Turkey vows ‘harsh reaction’ as missiles hit Syria town

People gather near what is said to be a hospital damaged by missile attacks in Azaz, Aleppo, Syria, on February 15, 2016 in this still image taken from a video on a social media website. REUTERS / Social Media Website via Reuters TV

By Ercan Gurses and Suleiman Al-Khalidi

KIEV/BEIRUT (Reuters) – Turkey warned Kurdish militia fighters in northern Syria on Monday they would face the “harshest reaction” if they tried to capture a town near the Turkish border, and accused Russia of a missile attack there that killed at least 14 civilians.

An offensive supported by Russian bombing and Iranian-backed Shi’ite militias has brought the Syrian army to within 15 miles of Turkey’s border.
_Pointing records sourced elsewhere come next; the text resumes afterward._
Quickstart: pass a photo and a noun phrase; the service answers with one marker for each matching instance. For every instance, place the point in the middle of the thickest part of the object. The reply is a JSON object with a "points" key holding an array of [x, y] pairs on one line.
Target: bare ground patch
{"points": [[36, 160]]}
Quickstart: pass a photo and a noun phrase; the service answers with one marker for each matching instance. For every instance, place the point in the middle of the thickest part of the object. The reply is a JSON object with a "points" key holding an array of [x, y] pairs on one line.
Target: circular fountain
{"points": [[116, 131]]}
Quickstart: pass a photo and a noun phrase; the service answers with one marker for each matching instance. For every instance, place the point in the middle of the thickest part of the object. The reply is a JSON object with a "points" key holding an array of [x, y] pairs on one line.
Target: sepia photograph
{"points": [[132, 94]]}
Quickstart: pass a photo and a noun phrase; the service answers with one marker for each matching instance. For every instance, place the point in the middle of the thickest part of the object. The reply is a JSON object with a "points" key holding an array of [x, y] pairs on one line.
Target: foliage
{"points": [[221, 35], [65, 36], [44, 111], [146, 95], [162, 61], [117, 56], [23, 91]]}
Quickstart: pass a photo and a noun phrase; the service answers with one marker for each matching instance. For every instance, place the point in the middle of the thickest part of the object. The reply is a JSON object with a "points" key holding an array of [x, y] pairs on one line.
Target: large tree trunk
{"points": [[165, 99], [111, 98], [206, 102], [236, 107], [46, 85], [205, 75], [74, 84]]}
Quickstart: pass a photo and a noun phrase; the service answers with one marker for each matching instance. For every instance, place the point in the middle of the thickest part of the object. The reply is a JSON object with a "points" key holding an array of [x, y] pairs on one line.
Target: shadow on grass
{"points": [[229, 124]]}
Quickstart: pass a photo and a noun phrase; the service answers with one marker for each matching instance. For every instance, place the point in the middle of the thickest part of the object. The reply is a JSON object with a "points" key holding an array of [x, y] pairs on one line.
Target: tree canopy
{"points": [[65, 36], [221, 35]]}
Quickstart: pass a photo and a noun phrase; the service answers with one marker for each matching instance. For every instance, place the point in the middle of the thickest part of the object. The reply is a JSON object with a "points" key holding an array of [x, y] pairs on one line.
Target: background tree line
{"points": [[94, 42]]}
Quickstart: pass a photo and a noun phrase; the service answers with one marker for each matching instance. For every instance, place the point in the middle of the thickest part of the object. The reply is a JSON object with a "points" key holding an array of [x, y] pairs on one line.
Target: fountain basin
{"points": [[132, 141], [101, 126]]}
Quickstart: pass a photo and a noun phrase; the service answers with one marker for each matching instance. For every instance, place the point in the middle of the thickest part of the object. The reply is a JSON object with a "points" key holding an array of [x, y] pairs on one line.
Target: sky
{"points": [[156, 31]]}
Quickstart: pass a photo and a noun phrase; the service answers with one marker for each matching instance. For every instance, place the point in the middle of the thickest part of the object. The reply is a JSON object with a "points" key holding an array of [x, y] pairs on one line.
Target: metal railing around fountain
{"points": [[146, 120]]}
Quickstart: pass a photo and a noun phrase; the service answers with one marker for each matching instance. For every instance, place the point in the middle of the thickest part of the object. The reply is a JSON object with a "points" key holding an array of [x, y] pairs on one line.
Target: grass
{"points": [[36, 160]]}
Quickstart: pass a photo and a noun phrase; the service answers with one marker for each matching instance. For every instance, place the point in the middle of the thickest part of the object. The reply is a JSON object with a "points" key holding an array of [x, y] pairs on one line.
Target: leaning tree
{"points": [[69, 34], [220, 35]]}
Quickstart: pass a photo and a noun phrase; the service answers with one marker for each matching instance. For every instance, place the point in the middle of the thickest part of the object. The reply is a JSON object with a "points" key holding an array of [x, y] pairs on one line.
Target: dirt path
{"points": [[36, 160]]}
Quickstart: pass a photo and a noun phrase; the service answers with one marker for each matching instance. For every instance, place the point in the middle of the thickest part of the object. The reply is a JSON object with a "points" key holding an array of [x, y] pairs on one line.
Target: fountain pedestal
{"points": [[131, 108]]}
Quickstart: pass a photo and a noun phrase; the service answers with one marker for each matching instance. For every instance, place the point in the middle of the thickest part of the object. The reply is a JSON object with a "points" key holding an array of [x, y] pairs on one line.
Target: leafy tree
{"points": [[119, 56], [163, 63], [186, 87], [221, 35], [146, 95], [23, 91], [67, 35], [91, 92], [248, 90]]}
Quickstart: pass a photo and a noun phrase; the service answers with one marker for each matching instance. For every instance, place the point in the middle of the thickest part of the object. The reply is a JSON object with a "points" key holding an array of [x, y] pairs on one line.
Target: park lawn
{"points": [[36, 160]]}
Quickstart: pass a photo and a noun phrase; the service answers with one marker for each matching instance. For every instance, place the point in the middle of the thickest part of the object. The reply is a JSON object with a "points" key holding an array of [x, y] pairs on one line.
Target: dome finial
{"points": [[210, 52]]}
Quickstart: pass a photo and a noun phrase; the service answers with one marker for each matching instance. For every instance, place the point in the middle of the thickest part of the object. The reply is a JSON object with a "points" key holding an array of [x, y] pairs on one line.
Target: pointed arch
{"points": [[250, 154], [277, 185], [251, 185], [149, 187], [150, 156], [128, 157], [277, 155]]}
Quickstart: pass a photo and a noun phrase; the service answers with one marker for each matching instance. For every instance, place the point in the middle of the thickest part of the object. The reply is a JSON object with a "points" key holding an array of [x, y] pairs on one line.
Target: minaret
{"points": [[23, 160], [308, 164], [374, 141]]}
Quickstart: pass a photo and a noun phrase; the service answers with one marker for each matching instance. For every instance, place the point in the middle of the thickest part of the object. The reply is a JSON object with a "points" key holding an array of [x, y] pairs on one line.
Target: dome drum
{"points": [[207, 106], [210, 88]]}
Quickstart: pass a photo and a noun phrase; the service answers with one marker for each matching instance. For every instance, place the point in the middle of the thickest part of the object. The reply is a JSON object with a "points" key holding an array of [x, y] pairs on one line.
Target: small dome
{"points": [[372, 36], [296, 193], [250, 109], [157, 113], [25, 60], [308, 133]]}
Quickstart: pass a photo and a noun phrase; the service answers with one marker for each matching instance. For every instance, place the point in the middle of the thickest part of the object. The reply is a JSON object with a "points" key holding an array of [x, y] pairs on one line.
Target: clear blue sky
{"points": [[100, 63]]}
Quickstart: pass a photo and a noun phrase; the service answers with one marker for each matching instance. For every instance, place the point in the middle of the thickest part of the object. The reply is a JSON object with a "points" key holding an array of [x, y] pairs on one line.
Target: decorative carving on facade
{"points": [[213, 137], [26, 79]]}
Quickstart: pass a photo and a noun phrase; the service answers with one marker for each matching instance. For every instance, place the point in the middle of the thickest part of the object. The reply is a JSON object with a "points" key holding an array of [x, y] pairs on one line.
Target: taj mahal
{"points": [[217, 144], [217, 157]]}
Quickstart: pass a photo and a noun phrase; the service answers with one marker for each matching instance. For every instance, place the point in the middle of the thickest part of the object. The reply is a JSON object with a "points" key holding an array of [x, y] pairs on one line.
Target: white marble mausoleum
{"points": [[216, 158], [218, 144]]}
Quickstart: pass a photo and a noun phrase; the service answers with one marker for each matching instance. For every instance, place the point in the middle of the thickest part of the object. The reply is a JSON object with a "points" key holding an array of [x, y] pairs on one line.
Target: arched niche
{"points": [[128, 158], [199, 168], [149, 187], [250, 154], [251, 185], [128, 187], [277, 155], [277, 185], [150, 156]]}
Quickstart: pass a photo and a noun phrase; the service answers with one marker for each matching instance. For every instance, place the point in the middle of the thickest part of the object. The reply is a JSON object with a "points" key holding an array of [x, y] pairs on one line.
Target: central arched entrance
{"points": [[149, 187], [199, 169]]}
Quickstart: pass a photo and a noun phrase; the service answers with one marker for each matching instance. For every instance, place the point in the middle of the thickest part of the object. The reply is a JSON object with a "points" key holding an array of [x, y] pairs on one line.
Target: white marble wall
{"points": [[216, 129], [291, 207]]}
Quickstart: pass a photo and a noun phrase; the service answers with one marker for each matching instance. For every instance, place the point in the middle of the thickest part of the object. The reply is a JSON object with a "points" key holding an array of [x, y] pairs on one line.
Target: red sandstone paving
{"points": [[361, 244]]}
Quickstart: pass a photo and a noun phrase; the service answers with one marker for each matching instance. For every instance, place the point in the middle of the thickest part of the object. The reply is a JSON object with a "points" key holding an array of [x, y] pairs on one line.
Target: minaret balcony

The Kurdish YPG militia has exploited the situation, seizing ground from Syrian rebels to extend its presence along the frontier.

Almost 50 civilians were killed when missiles hit at least five medical facilities and two schools in rebel-held areas of Syria on Monday, according to the United Nations, which called the attacks a blatant violation of international laws.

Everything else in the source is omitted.